Бардо достал из кармана золотые часы с двадцатью пятью бриллиантами, образчик запретной техники, широко распространившейся в Городе после кончины Хранителя Времени, и сделал Хануману знак подойти поближе. Отдав ему мнемонический шлем, Бардо сказал:

– До церемонии осталось меньше двух часов. У меня нет времени уговаривать Данло. Сделай милость, уговори его сам. – Данло он сказал, взъерошив ему волосы: – А если он не сумеет уломать тебя сделать то, что нужно, придется мне потолковать с тобой наедине. Понял? Вот и ладно. Ну, мне надо поставить динамики. Орден нас так прижимает, что приходится их прятать – или по крайней мере не выставлять напоказ.

Он слегка поклонился и выплыл из комнаты. Дверь за ним захлопнулась, и Данло с Хануманом остались одни.
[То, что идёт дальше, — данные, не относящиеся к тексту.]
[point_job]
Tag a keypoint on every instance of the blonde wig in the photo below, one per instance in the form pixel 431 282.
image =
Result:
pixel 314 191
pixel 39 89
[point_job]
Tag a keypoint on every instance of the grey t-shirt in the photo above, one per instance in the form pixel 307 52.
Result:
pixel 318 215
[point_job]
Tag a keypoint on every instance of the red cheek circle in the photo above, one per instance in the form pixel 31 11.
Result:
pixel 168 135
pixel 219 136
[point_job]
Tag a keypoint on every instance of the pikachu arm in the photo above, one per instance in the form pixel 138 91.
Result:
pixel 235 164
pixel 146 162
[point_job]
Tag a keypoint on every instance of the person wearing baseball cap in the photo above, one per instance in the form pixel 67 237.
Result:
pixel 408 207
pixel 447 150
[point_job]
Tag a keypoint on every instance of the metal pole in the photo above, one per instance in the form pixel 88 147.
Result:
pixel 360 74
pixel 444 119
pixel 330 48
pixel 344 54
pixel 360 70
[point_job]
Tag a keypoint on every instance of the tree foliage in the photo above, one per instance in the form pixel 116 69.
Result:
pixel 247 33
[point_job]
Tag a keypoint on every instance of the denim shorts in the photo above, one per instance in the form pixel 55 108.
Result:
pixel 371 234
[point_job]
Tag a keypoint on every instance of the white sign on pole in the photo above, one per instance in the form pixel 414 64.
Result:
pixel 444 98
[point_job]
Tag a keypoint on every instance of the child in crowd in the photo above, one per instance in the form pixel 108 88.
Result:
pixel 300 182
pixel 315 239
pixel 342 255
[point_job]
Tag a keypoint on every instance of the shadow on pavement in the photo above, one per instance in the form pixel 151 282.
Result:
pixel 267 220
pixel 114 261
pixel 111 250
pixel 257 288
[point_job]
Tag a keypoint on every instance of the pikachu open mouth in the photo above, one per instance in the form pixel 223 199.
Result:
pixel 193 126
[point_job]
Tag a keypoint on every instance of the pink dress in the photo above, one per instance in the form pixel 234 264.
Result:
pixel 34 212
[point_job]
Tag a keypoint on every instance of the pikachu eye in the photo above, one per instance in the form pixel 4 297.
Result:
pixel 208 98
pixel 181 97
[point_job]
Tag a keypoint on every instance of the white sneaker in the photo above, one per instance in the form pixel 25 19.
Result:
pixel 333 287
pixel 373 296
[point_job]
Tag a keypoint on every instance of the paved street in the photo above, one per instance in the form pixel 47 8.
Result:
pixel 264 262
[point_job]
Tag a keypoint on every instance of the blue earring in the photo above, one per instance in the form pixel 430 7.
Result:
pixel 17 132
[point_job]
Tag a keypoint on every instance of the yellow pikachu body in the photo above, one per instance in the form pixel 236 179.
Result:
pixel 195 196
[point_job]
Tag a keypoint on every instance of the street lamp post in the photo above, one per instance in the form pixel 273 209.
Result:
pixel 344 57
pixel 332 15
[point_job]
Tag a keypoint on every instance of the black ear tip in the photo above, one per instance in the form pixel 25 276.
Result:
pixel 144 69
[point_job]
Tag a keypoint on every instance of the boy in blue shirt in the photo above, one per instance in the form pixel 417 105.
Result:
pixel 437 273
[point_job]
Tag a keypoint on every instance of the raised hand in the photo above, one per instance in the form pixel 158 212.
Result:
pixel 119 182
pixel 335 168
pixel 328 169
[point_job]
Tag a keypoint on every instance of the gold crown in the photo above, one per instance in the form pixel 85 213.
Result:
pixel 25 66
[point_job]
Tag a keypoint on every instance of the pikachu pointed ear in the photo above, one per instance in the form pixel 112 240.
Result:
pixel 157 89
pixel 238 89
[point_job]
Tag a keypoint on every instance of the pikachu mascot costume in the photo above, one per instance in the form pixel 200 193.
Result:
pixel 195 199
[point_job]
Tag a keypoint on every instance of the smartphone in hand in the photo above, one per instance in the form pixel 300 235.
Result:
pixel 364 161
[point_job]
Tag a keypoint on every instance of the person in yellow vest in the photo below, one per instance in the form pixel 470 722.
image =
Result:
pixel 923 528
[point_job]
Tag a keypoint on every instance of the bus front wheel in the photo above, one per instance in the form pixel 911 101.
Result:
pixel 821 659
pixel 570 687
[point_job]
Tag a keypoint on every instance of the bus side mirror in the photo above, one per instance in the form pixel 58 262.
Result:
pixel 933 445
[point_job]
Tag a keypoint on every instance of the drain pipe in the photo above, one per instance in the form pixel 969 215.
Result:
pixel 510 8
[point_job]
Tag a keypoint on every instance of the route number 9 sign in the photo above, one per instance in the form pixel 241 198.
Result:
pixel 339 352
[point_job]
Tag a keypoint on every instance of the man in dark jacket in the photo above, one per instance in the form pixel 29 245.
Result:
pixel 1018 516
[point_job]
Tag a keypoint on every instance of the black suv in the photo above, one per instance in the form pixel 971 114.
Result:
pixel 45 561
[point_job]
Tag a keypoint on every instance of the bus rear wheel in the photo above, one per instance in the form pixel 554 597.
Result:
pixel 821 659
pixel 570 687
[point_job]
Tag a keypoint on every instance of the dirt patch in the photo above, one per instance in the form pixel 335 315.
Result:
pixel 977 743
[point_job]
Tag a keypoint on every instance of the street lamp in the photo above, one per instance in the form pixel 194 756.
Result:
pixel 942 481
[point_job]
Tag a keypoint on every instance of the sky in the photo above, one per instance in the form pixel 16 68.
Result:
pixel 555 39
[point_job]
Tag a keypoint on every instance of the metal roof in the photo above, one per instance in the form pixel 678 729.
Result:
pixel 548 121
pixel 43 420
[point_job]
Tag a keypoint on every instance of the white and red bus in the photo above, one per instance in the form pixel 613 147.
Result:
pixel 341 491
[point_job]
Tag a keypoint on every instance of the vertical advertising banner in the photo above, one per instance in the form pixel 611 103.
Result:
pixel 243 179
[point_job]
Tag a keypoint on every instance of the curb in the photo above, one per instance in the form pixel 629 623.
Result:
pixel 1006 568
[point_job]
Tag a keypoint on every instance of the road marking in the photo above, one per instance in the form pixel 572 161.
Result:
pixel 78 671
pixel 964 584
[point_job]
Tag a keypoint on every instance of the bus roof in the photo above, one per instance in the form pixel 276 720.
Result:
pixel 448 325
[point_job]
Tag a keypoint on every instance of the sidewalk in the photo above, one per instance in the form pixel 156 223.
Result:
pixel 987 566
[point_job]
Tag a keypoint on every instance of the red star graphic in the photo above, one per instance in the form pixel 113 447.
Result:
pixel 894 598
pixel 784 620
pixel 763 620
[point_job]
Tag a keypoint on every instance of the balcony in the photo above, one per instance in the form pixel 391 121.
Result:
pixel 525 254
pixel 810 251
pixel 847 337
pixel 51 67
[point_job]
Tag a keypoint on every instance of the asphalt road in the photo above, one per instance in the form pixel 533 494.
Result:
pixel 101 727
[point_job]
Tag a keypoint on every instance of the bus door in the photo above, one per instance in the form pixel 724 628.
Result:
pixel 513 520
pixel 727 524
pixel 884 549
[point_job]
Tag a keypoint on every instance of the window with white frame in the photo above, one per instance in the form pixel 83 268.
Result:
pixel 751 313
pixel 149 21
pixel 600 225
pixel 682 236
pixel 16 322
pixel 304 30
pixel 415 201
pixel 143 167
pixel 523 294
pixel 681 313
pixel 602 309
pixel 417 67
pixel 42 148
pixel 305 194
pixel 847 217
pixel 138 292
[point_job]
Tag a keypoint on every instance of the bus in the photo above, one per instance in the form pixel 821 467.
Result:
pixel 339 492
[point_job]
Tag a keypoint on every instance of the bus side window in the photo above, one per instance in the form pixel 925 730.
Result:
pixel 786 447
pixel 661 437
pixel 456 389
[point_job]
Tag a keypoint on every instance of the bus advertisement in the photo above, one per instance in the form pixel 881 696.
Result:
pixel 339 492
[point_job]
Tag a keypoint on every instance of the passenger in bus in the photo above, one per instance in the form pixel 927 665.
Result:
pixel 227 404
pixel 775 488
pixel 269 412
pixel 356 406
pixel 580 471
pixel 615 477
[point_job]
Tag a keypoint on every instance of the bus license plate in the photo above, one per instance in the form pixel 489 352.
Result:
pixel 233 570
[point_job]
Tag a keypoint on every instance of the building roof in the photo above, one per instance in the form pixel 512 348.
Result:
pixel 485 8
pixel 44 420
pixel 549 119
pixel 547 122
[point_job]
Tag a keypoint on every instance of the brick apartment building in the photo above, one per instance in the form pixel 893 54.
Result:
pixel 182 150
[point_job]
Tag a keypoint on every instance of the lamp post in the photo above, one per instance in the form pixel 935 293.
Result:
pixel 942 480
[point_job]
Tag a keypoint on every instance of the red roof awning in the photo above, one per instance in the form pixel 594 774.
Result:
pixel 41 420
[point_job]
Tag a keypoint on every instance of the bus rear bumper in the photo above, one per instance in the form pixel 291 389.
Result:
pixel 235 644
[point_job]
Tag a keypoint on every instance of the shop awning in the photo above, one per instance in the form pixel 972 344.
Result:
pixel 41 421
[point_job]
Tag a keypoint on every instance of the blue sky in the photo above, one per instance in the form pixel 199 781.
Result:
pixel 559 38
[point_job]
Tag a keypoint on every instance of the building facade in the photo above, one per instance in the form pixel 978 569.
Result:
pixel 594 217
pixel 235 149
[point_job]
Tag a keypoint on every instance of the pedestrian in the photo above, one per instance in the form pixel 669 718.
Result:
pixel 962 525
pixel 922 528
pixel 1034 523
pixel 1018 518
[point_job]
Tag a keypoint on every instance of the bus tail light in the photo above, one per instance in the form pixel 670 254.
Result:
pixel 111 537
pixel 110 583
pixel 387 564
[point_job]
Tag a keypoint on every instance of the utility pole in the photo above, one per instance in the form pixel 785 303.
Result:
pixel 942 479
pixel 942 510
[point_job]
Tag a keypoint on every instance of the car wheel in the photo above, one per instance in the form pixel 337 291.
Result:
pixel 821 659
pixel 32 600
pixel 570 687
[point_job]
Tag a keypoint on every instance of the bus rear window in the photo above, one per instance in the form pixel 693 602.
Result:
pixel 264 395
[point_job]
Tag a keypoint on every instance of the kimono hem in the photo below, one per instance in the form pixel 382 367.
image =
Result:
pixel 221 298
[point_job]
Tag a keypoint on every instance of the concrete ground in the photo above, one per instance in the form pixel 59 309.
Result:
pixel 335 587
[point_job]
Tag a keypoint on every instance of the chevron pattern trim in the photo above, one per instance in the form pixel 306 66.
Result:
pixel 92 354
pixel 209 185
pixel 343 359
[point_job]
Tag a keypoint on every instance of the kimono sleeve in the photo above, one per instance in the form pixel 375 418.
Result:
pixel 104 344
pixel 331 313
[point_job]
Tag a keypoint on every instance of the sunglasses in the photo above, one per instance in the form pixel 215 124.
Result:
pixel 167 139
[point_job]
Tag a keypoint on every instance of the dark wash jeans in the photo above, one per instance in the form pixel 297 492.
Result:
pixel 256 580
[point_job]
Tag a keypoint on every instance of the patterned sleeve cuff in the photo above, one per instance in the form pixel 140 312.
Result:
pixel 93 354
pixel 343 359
Хануман протянул Данло мнемонический шлем. Он молчал, но глаза его спрашивали: «Неужели ты мне не доверяешь?» А может быть, и так: «Неужели Данло Дикий испугается компьютера?»

Данло, по правде сказать, в самом деле боялся компьютеров. Именно из-за этого страха и из-за своей дружбы с Хануманом он заставил себя взять шлем. Быстрым движением он надел его на себя и попытался как-то уложить волосы под ним.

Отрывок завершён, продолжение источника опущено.